Summary of Reasons for Omission

Proposal Relates to Personal Grievance (Rule 14a-8(i)(4))

This proposal is merely a further attempt by Mr. Raborn to advance his personal interest in attacking the reputation of Employee and having her employment terminated. Mr. Raborn has a long history of airing his grievance to multiple employees of the Company. This proposal directly relates to his personal grievance and is designed to further a personal interest not shared by shareholders at large.

Proposal Relates to Ordinary Business Matters (Rule 14a-8(i)(7))

Mr. Raborn's proposal relates to the oversight of the workforce (specifically, setting up rules to govern reports of sexual misconduct and to provide for the discipline of employees who have engaged in such conduct). Such issues relate to ordinary business matters and have routinely been excludable from proxy materials.

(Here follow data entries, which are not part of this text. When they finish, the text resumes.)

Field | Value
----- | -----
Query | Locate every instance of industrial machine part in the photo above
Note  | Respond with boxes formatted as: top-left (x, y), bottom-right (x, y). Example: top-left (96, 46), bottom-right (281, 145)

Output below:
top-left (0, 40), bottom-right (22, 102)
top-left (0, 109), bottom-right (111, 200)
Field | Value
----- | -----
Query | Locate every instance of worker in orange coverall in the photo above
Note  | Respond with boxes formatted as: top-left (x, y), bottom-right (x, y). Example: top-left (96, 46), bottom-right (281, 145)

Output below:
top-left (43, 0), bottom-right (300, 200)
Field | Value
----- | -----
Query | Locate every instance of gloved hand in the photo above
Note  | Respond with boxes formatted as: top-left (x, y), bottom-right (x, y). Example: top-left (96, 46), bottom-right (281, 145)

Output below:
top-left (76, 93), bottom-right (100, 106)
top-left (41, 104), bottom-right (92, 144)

Proposal is Not a Proper Subject for Action by Shareholders (Rule 14a-8(i)(1))

The proposal mandating the creation of an investigatory committee relates to matters of business policy solely in the purview of the officers and directors under New Jersey law.

Reasons for Omission

Proposal Relates to Personal Grievance of the Shareholder (14a-8(i)(4))

Rule 14a-8(i)(4) provides that a proposal may be omitted if it,

"... relates to the redress of a personal claim or grievance against the company or any other person, or if it is designed to result in a benefit to [the proponent], or to further a personal interest, which is not shared by the other shareholders at large." (emphasis added)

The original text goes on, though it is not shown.